L’effetto della struttura settoriale, organizzativa e dimensionale delle nostre imprese si somma alle note carenze di servizi di cura e di assistenza che spinge molte di loro a non cercare nemmeno una occupazione. Tuttavia tentare di rimuovere solo questi ultimi ostacoli, senza incidere sulla struttura produttiva, potrebbe dare risultati deludenti, se non controproducenti. Le evidenze presentate in questo articolo suggeriscono infatti che c’è una significativa carenza di domanda dietro la scarsa partecipazione delle italiane al mercato del lavoro. Quindi agire soprattutto sull’offerta, incentivando la ricerca di un lavoro da parte delle donne, eventualmente per integrare il reddito familiare, rischia di far aumentare il numero delle disoccupate più che quello delle occupate, con un travaso puramente statistico dalla condizione di “non attiva” a quello di “persona in cerca di lavoro”.

Migliorando i servizi sociali si possono probabilmente spingere più donne ad entrare sul mercato del lavoro, ma non è detto che ci siano altrettante imprese pronte ad assumerle senza un cambiamento dell’organizzazione interna, delle tecnologie e dei prodotti. È difficile, infatti, che cambi significativamente la domanda di lavoro femminile se le imprese continuano ad operare in settori e segmenti dimensionali che in tutta Europa offrono posizioni ritenute, a torto o a ragione, più adatte agli uomini. Per altro, in alcuni profili (particolarmente quelli molto elevati o, all’opposto, più elementari) ci sono ampi margini di miglioramento nella presenza femminile. Asili e servizi di cura accessibili rischierebbero dunque di rimanere sottoutilizzati se le imprese non saranno aiutate ad evolvere verso modelli più adatti ad accogliere le lavoratrici.

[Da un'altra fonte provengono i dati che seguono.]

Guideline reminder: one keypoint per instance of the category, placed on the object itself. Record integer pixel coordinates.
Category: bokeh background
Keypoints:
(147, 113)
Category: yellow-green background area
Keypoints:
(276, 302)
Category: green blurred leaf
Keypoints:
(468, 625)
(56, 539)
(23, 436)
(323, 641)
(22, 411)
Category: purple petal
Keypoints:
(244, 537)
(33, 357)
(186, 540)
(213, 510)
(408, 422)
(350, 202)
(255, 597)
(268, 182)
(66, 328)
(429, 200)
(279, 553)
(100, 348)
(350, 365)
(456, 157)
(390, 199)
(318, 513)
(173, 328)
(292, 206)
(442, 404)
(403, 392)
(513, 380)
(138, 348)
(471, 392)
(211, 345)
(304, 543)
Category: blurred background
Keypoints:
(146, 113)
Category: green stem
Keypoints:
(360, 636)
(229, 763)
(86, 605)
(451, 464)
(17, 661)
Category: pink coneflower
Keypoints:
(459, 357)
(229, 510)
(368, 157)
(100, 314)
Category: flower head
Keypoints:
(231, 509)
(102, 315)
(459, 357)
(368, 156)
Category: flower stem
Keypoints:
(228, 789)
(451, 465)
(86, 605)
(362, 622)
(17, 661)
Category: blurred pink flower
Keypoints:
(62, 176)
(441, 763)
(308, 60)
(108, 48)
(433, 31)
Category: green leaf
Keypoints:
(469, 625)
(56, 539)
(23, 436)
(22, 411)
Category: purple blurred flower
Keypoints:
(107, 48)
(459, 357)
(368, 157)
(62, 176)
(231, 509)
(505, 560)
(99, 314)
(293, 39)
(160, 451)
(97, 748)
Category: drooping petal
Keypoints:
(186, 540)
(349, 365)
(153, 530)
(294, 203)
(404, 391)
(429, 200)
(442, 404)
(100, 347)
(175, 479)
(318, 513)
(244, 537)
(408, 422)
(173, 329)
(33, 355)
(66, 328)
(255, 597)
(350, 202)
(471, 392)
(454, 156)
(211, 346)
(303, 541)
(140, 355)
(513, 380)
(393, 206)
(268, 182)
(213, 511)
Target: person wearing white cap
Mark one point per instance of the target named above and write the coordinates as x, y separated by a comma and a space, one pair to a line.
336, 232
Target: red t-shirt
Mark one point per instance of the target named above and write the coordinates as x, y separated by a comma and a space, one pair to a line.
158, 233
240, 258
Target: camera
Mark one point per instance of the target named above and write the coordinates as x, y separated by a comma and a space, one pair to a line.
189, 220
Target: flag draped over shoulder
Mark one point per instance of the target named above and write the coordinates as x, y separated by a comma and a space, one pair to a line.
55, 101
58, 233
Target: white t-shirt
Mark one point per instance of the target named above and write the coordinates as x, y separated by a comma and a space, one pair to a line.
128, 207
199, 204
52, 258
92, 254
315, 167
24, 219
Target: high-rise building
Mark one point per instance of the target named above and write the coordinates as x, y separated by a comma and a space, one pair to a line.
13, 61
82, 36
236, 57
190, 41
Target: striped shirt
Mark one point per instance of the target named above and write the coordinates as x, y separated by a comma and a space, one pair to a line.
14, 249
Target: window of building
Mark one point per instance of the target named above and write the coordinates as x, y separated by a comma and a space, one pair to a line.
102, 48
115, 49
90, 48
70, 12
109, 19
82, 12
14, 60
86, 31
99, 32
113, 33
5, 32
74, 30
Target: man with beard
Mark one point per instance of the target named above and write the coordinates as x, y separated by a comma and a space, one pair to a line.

In attesa di una modernizzazione dell’industria italiana, che richiede tempi molto lunghi, sarebbe indispensabile rimuovere i pregiudizi culturali che alcuni datori italiani hanno nei confronti delle donne. Per ottenere questo risultato sono utili le tecniche di ingegneria sociale che puntano sull’immagine delle imprese, come l’obbligo di redigere un bilancio di genere e di indicare in etichetta il contributo femminile alla produzione. Al contrario, un eccessivo ricorso ad incentivi fiscali a favore delle lavoratrici rischia di trasformarli in aiuti permanenti che finiscono per trasferire le discriminazioni su altri soggetti deboli del mercato del lavoro, come i disoccupati di lunga durata, gli anziani, gli immigrati, i soggetti svantaggiati, ecc.

L’inclusione nel Pil del lavoro domestico e di cura, in discussione anche in sede ONU, potrebbe cambiare radicalmente le statistiche sulla partecipazione delle donne in economia, dando la giusta dignità al tempo dedicato a compiti essenziali anche ai fini della misura del benessere sociale complessivo. Tuttavia è improbabile che il lavoro non retribuito possa mai sostituire quello ordinario ai fini del rafforzamento del ruolo delle donne nell’economia e nella società.

*L’articolo riporta esclusivamente le opinioni dell’autore e non coinvolge assolutamente le organizzazioni con cui collabora.